As we finally come to the data, our results lend credence that—all things being equal—DR memory configurations are a touch faster than SR configs for the purposes of PC gaming. But all things aren’t equal when it comes to overclocking memory, and we’ll explore that in the conclusion.
Automatic timings vs. manual tuning
Every overclocker knows that memory runs on “timings,” which are various wait periods PC memory must make as it completes a full cycle of reading or writing data. Lowering the timing values (making them more aggressive) can yield better performance by shrinking the wait periods. However, timings that are too aggressive can easily lead to instability and memory corruption as the memory struggles to accurately read and write its own data.
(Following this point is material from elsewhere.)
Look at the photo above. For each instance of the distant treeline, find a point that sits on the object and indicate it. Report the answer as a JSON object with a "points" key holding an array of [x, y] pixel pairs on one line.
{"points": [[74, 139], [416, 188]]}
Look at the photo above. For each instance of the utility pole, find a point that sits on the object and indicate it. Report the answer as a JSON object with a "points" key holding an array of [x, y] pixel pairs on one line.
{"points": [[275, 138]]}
Motherboards generally take on all the heavy lifting of setting the complicated list of memory timings through mechanisms like SPD and XMP. These timings are configured to balance the fussy triangle of performance, compatibility, and stability. But was there something being left on the table? Sami intervened to find out, and his results couldn’t be clearer: overclockers with the wherewithal to hand-tune their memory timings can extract notably better performance in the PC games we looked at. Some games might be less sensitive to memory timings, but these tasks seem to love it.
frequency or timings?
Last, but not least, Sami set out to find whether it was tighter timings or higher clockspeeds that mattered most on the AMD Ryzen™ processor. Sami pushed this combination of hardware up to DDR4-3520, DDR4-3466 with tighter timings, and DDR4-3200 with the tightest timings that could be achieved while maintaining stability with Memtest.
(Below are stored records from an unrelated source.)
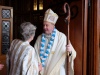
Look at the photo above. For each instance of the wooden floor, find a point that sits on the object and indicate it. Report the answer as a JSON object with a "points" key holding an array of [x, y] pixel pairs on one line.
{"points": [[99, 61]]}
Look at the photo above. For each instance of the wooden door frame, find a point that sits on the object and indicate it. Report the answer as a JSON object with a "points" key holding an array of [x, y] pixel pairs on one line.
{"points": [[84, 26], [93, 38]]}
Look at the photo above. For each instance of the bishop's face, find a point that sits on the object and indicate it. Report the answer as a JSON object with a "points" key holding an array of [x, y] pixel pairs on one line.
{"points": [[48, 27]]}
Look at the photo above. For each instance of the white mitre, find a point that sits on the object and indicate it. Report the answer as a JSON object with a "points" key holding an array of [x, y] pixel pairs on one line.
{"points": [[50, 16]]}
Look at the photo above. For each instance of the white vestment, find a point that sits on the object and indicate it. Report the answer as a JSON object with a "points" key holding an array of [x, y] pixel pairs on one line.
{"points": [[55, 63], [22, 59]]}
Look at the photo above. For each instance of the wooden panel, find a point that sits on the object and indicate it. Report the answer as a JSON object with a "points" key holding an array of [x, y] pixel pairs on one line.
{"points": [[93, 38], [6, 34]]}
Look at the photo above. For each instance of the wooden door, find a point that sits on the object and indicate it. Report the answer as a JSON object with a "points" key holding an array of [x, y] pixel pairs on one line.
{"points": [[6, 29]]}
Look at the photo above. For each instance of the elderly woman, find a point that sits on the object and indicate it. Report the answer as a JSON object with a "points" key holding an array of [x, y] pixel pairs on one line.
{"points": [[21, 57]]}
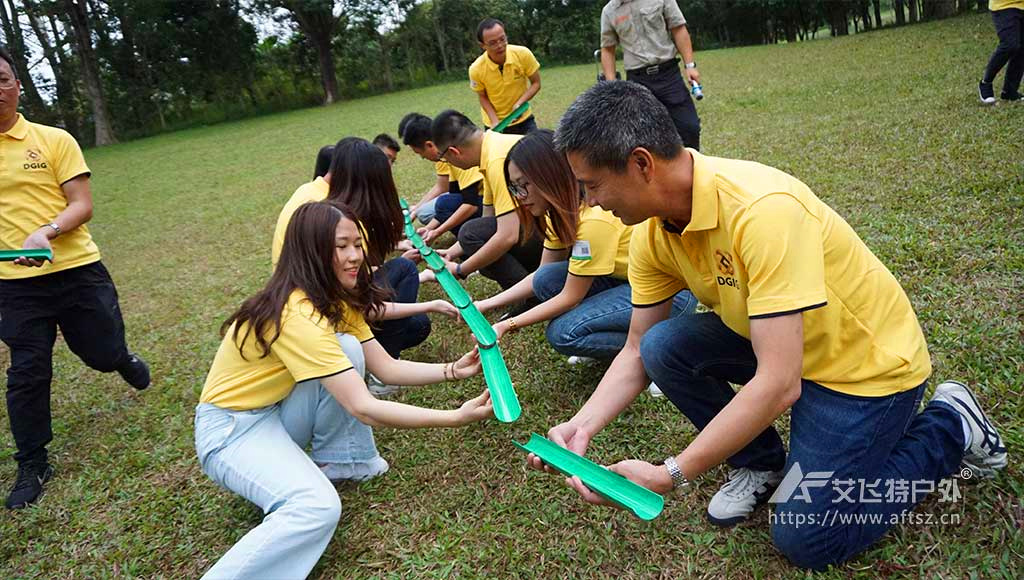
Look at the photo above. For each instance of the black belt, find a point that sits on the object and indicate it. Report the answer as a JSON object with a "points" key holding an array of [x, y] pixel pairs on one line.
{"points": [[655, 69]]}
The verdict: tighter timings won. DDR4-3200 with aggressive timing adjustments outperformed the looser timings needed to hit DDR4-3520, while 3466 clearly split the difference with the right balance of timings and frequency.
Putting it all together
Now that we’ve picked through the data in isolation, we thought it would prove useful to take a mile-high view and draw some conclusions about what we found from our data set, and how that might impact gaming on the AMD AM4 platform.
- DDR4-3200 “maxed” settings: tCL =12, tRCDW/R = 12, tRP = 12, tRAS = 28, tRC = 54, tWR = 12, tWCL = 9, tRFC = 224, tRTP = 8, tRDRDSCL = 2, tWRWRSCL = 2, ProcODT = 60Ω.
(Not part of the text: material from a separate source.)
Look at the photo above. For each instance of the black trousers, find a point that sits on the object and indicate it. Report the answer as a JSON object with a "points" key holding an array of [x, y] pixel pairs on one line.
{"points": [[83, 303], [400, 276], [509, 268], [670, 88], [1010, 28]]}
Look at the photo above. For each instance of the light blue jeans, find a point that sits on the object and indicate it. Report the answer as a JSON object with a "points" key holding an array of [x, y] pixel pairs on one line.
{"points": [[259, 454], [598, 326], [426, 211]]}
- DDR4-3466 “tuned” settings: tCL = 14, tRCDR/W = 14, tRP = 14, tRAS = 28, ProcODT = 60Ω, CR = 1T, GDM = Disabled, BGS = Disabled.
- DDR4-3520 “tuned” settings: tCL = 14, tRCDW/R = 14, tRP = 14, tRAS = 30, tRC = 56, tWR = 14, tWCL = 12, tRFC = 312, ProcODT = 53.3Ω.
- Conclusion #1: Dual rank DIMMs (yellow) offered the best performance amongst “set and forget” (light blue, orange, yellow) memory configured automatically by XMP profiles.
- Conclusion #1a: But the increased overclocking headroom of single rank modules was more than enough to overpower the benefits of rank interleaving, so manually-tuned single rank DDR4-3200 and 3466 won the day (dark blue and green).
- Conclusion #2: BankGroupSwap should likely be disabled for users that want the best PC gaming performance. As always, test your specific use case.
- Conclusion #3: Chasing the highest possible clockspeed required timings so relaxed that real world performance suffered versus lower frequencies with tighter timings. This is a fine balance, however, so testing on your platform is always helpful.
- Conclusion #4: Geardown Mode should likely be disabled if your overclock is stable with a 1T command rate. As always, test your specific use case.
We hope these insights prove useful, and we’re looking forward to your feedback.